The market has reacted well to Nyati’s plans, pushing the share price to a multi-year high of R13.94 on Tuesday morning, before retreating slightly. The share has appreciated by more than 20% since Nyati took the reins. It has climbed by 143% in the past 12 months. However, it is still a long way off the R40-plus levels it was trading at 10 years ago.
Nyati said building a cohesive Altron is crucial to ensuring the business can deliver profitable growth for shareholders.
“We built this company through acquisitions. Because of that, each of the 12 operating companies operated independently. That might have been good for that time, but today customers are looking for a one-stop shop.
“We are breaking down the silos,” he said. “We want to be one Altron in front of our customers. That’s a big cultural change — something the leaders of the business are not used to.”
A unified face to customers will allow the group to do more cross-selling, he said.
Geographic expansion will also be a key part of the strategy, with a focus on the rest of Africa and on “selected” European countries. “We already have a presence in the UK. That business is already doing quite well for us, and we’d like to double-down in that market.”
Australia is an important market, too, where the group is expanding its fleet management operations through Netstar. It recently acquired a company there called Fleet Logistics.

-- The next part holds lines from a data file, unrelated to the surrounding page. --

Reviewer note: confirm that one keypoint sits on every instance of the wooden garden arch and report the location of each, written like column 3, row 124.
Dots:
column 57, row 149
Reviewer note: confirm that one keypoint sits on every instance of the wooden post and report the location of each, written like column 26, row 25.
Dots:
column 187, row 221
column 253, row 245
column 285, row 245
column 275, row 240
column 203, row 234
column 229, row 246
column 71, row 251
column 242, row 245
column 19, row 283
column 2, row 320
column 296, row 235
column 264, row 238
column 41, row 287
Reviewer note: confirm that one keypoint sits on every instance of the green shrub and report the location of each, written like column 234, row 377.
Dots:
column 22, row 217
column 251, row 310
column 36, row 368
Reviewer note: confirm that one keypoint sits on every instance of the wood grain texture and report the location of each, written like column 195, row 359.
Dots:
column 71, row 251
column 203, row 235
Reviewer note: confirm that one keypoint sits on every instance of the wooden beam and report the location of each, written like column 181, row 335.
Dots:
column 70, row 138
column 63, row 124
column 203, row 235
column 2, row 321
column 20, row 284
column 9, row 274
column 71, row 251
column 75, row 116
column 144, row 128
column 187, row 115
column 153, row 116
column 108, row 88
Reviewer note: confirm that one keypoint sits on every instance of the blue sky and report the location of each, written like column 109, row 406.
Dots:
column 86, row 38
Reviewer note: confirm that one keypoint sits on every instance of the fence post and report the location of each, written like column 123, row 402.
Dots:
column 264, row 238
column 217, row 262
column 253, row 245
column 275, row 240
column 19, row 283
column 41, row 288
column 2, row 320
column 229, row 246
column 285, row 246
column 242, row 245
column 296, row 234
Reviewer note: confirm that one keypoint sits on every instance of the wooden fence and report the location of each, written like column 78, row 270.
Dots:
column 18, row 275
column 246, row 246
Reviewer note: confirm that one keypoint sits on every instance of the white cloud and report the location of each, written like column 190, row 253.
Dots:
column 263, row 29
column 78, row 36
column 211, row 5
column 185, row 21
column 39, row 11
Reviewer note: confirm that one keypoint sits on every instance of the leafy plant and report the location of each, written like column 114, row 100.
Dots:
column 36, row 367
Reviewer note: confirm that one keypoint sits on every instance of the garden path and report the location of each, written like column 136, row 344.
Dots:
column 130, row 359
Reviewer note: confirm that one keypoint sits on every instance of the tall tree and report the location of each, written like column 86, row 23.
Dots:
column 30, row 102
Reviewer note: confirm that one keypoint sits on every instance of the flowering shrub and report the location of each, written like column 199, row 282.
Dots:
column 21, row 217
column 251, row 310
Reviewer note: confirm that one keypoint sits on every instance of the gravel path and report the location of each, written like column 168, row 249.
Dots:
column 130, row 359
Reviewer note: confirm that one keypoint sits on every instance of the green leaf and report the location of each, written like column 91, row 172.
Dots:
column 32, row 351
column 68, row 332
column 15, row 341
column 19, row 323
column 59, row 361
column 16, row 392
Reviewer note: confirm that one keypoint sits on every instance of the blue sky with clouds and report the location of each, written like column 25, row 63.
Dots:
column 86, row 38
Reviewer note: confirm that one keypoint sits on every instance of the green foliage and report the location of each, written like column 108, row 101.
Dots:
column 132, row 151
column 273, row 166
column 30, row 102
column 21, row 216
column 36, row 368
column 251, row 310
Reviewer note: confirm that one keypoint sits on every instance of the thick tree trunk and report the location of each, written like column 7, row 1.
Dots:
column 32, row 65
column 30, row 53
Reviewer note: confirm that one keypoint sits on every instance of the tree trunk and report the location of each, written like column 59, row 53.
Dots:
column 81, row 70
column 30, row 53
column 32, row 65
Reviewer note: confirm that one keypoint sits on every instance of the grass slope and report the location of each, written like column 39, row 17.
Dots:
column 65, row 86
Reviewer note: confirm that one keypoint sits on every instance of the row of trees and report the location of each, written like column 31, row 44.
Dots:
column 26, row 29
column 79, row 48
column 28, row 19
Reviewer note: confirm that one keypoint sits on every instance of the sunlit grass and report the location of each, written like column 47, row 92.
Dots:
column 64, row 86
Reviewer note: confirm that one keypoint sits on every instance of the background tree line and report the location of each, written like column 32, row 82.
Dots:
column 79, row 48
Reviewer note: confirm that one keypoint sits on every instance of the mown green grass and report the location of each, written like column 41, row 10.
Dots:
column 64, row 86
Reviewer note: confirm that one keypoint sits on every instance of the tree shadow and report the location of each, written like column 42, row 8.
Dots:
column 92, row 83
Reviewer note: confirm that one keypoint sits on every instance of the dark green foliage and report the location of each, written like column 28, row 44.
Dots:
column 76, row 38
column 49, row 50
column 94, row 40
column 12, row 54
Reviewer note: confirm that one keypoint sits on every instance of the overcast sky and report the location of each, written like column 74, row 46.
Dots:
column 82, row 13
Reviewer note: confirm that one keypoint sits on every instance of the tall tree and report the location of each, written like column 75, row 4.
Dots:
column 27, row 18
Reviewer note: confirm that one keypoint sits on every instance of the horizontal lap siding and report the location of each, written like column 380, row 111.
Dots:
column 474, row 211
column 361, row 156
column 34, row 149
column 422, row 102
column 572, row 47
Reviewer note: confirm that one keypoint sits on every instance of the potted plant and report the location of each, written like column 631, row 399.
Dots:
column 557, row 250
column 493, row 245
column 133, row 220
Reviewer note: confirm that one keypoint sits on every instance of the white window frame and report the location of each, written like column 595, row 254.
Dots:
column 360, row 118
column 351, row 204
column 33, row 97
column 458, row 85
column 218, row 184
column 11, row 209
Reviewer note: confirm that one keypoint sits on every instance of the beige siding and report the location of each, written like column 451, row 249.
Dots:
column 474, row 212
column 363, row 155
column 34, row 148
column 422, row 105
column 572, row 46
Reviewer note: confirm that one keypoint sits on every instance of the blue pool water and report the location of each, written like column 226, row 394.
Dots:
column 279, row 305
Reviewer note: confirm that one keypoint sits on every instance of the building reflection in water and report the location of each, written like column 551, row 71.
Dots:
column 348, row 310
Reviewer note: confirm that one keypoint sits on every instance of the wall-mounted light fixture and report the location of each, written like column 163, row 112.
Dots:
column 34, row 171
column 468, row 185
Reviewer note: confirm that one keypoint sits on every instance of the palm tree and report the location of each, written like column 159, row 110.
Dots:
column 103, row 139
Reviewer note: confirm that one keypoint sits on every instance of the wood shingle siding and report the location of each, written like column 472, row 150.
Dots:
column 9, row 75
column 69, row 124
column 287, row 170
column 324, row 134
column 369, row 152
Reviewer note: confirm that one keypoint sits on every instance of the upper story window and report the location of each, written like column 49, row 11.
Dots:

Partnerships with original equipment manufacturers is also important, Nyati said. The group will look to sign more OEM relationships. “We have built this company … through aligning ourselves with OEMs like Xerox and NCR. Who are the companies we need to work with? Are we aligned to those companies? If not, let’s have an action plan to form relationships with these companies.”
He hinted that Altron will seek a partnership with Microsoft in South Africa around cloud services. Nyati is a former MD of the software giant’s local subsidiary.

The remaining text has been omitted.